Removes a base template from a template item by its ID.
AI agents call common-remove-base-template-by-id to permanently remove resources in SitecoreMCP — typically in cleanup and lifecycle workflows. It does its job in a single call, and there is no undo.
Removing a base template from a template item is an irreversible structural change to the content model. This modifies inheritance hierarchies in Sitecore, which can break content items that rely on fields inherited from that base template, causing cascading data and rendering issues. This is a destructive operation because undoing it requires manual re-addition and potential data recovery.

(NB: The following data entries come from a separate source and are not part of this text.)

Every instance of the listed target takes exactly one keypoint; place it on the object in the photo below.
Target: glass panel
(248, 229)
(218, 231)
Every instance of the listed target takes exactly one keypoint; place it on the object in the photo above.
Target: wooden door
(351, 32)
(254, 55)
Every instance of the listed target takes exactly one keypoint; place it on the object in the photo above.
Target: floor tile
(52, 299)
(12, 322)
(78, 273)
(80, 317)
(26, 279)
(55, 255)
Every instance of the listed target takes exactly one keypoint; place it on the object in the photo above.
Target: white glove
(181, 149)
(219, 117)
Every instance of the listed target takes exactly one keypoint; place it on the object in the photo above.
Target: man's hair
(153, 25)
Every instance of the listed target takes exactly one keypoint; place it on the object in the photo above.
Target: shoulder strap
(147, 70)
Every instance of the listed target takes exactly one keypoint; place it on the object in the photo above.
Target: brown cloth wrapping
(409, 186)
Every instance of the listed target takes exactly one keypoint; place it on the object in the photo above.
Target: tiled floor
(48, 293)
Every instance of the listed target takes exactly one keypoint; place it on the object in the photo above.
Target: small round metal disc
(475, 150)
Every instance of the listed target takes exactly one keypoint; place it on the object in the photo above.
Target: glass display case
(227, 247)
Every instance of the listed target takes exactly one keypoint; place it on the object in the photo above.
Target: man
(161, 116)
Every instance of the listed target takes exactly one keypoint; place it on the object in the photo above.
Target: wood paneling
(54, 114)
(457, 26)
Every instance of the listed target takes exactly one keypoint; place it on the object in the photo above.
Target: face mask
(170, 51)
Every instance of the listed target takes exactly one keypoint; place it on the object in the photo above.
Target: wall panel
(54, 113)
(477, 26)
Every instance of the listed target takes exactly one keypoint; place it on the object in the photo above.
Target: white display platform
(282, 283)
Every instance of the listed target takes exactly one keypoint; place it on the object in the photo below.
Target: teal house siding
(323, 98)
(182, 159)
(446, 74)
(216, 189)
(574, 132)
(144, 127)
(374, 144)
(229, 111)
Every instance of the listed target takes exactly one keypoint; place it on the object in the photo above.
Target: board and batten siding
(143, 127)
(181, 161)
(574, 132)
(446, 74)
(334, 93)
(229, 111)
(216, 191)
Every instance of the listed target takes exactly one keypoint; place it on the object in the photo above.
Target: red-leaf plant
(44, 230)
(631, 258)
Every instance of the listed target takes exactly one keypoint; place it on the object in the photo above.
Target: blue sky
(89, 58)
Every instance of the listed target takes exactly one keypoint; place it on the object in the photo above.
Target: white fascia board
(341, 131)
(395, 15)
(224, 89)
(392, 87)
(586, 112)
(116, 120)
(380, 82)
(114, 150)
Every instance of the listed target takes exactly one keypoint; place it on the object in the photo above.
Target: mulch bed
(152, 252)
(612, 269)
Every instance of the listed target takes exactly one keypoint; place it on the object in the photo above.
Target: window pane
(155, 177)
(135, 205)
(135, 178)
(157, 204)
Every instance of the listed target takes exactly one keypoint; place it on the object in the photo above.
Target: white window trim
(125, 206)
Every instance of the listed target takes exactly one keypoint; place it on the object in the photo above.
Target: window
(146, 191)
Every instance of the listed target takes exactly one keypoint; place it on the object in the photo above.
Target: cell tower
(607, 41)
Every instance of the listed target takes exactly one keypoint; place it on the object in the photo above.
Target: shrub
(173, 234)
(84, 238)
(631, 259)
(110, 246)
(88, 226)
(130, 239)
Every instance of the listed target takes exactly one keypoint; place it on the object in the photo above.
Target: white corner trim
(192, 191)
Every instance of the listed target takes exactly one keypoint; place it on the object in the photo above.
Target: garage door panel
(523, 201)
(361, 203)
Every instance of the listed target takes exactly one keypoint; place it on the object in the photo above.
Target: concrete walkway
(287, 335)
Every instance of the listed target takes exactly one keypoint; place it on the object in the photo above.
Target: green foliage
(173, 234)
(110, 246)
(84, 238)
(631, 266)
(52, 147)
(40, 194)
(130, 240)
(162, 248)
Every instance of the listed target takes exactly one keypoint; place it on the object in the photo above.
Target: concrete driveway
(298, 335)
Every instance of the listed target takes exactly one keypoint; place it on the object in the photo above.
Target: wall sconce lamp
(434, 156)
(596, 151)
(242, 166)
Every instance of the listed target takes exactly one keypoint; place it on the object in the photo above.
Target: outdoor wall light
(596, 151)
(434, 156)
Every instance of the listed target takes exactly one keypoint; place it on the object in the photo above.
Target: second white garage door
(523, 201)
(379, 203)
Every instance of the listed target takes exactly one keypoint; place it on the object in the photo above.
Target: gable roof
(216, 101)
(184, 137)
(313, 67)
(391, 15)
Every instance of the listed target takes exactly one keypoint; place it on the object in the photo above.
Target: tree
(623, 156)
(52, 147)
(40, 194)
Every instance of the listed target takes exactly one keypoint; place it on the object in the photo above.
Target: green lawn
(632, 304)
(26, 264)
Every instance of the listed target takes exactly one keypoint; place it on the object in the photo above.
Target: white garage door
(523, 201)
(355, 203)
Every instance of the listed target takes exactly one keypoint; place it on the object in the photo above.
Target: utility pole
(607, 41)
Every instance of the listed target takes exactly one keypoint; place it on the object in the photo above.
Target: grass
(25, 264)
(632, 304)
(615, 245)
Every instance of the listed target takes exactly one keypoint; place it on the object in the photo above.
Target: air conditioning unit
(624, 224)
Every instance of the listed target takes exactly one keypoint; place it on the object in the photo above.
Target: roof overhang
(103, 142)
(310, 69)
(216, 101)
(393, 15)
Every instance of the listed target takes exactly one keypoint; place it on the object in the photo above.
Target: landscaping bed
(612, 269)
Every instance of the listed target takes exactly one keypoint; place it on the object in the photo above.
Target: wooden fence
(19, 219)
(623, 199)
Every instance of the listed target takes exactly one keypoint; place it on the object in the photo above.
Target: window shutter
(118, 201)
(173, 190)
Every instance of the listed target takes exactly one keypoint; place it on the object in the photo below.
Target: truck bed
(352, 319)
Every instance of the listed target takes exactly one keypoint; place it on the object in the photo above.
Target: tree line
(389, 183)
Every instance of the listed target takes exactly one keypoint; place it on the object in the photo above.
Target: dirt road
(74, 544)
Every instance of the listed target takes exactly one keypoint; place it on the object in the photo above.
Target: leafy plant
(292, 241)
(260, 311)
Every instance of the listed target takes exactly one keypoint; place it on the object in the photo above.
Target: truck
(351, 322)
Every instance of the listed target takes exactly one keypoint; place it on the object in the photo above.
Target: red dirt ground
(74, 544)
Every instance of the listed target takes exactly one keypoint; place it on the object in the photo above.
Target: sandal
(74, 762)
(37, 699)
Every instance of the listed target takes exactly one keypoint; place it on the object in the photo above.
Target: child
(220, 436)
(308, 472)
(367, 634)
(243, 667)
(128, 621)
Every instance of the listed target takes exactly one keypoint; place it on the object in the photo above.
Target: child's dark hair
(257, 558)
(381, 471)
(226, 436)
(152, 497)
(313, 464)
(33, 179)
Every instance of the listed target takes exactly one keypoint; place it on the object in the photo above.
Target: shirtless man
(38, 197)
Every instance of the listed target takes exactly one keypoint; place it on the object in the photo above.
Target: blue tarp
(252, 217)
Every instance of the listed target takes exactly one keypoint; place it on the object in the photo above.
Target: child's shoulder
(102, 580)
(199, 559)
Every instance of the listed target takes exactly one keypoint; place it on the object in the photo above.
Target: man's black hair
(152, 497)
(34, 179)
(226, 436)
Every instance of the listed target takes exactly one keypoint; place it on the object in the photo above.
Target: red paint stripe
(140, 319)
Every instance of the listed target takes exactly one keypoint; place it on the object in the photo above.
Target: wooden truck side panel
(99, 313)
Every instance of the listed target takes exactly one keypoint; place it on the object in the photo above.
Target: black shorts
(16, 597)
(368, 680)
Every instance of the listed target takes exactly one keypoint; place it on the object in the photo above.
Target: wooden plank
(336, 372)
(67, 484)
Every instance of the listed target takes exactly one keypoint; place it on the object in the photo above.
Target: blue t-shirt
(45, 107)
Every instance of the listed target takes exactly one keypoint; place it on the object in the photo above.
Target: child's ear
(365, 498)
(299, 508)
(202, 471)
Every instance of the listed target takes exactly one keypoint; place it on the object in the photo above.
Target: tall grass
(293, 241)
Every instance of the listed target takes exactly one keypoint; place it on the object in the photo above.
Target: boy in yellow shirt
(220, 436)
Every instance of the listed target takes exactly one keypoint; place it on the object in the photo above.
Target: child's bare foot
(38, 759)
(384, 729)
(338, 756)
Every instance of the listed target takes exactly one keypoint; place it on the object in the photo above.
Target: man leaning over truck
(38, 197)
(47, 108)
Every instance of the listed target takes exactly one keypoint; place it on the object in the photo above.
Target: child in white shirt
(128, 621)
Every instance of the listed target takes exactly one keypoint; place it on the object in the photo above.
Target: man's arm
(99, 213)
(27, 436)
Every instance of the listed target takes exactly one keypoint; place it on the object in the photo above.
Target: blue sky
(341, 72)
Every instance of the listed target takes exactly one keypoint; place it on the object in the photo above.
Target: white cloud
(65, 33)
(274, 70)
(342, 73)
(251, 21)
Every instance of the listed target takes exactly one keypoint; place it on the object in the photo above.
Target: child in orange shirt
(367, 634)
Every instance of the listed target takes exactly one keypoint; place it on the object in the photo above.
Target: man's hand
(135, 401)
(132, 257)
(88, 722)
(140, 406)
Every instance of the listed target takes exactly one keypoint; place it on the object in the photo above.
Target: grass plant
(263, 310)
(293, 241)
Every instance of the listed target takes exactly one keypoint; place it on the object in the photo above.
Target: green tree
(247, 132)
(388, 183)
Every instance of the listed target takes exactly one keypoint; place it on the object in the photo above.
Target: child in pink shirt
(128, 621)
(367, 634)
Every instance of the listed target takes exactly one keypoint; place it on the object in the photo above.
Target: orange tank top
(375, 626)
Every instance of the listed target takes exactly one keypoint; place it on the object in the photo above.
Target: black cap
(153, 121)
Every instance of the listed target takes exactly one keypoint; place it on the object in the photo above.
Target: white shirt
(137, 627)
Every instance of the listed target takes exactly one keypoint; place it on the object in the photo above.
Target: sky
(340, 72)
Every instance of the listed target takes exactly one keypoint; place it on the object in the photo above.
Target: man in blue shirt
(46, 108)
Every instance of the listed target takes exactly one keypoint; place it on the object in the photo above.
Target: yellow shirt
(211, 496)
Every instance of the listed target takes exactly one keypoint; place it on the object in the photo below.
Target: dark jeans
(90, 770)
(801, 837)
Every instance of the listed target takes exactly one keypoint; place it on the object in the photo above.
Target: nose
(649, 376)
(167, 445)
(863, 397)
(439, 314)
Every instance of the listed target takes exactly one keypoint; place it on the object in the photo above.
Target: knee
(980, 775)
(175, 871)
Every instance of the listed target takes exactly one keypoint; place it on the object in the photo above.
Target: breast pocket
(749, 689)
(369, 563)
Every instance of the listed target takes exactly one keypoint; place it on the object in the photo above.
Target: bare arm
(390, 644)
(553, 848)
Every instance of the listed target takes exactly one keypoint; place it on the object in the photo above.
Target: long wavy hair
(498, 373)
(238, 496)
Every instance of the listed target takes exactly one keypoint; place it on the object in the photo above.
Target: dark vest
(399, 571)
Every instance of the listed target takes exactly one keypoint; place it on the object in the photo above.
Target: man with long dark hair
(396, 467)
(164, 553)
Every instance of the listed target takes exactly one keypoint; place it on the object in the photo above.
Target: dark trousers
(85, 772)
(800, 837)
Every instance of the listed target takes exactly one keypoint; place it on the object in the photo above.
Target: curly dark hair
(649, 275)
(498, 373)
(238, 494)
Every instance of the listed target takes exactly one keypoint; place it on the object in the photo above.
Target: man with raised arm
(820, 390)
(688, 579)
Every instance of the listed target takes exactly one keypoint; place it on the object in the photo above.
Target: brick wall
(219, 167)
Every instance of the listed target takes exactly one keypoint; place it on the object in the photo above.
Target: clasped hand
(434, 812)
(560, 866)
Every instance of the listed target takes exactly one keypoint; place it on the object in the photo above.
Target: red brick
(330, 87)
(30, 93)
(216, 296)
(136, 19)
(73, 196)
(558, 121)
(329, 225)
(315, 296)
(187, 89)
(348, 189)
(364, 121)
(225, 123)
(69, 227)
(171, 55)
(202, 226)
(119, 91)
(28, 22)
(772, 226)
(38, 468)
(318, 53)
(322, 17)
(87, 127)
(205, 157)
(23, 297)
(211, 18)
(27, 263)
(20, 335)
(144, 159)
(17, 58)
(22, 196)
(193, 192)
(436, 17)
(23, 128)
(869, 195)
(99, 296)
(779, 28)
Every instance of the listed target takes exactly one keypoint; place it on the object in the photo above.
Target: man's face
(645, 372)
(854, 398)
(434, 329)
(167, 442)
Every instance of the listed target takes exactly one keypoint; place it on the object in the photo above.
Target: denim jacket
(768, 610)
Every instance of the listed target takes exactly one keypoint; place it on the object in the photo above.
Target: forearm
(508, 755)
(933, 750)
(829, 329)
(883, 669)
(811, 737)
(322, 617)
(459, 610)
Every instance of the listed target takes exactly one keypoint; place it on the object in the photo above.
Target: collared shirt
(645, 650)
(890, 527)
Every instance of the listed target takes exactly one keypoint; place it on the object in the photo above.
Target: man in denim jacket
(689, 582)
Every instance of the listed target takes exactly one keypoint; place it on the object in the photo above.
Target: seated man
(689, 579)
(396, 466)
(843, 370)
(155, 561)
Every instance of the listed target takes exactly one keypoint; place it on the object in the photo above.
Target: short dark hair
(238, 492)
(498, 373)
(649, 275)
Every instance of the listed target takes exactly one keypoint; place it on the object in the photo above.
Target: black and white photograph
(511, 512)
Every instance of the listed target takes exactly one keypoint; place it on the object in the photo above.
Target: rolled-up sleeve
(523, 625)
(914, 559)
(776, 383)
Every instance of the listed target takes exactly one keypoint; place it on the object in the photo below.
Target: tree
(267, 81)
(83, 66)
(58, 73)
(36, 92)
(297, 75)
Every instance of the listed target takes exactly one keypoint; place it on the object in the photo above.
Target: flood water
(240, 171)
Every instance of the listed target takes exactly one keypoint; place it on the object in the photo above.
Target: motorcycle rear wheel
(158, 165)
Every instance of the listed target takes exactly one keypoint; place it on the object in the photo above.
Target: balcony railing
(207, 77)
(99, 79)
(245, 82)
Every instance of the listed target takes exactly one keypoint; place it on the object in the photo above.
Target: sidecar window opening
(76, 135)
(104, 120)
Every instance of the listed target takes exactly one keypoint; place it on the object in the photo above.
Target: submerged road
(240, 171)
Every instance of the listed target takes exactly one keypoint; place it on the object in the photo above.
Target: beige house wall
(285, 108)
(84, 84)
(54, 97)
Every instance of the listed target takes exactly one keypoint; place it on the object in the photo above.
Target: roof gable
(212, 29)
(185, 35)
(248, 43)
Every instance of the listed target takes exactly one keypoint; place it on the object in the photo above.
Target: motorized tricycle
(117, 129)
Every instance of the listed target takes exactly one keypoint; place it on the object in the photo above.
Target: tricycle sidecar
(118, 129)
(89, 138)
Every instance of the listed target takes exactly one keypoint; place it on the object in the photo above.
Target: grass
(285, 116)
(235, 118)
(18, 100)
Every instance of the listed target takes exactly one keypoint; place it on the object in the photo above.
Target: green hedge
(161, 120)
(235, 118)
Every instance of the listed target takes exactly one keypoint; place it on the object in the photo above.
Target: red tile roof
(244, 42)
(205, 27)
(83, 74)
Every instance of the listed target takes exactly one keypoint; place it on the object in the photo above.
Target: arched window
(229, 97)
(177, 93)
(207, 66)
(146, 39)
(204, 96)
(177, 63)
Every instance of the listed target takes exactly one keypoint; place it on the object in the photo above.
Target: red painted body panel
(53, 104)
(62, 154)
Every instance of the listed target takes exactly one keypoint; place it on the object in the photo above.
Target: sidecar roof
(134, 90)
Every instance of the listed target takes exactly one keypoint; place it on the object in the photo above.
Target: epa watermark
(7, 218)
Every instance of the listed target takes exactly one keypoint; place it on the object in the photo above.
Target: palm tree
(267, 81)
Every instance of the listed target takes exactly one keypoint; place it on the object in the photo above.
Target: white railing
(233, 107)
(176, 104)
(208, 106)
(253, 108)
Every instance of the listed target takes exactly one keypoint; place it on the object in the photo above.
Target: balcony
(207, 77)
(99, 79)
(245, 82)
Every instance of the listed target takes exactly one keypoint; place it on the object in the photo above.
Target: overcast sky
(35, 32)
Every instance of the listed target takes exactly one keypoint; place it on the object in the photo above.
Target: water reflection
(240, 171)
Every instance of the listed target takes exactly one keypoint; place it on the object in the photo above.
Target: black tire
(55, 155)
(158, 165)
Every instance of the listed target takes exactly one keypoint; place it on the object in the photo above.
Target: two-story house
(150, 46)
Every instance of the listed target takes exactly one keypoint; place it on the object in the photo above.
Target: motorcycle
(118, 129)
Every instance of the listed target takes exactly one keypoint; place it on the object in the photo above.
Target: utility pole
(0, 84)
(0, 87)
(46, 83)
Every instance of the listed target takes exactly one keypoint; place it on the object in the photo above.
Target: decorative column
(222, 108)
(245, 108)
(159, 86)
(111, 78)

From the tool's definition Removes a base template from a template item by its ID
Attacks that exploit this kind of access
Removes a base template from a template item by its ID. It is categorised as a Destructive tool in the SitecoreMCP MCP Server, which means it can permanently delete or destroy data. Block by default and require explicit approval.
Register the Sitecore MCP server in PolicyLayer and add a rule for common-remove-base-template-by-id: allow, deny, rate-limit, or require approval. Point your MCP client at the PolicyLayer proxy URL and the rule is enforced on every call, before it reaches SitecoreMCP. Nothing to install.
common-remove-base-template-by-id is a Destructive tool with critical risk. Critical-risk tools should be blocked by default and only enabled with explicit human approval.
Yes. Add a rate_limit block to the common-remove-base-template-by-id rule in your PolicyLayer policy. For example, setting max: 10 and window: 60 limits the tool to 10 calls per minute. Rate limits are tracked per agent session and reset automatically.
Set action: deny in the PolicyLayer policy for common-remove-base-template-by-id. The AI agent will receive a policy violation error and cannot call the tool. You can also include a reason field to explain why the tool is blocked.
common-remove-base-template-by-id is provided by the Sitecore MCP server (ramseur/mcp-sitecore-server). PolicyLayer sits as a proxy in front of this server to enforce policies before tool calls reach the server.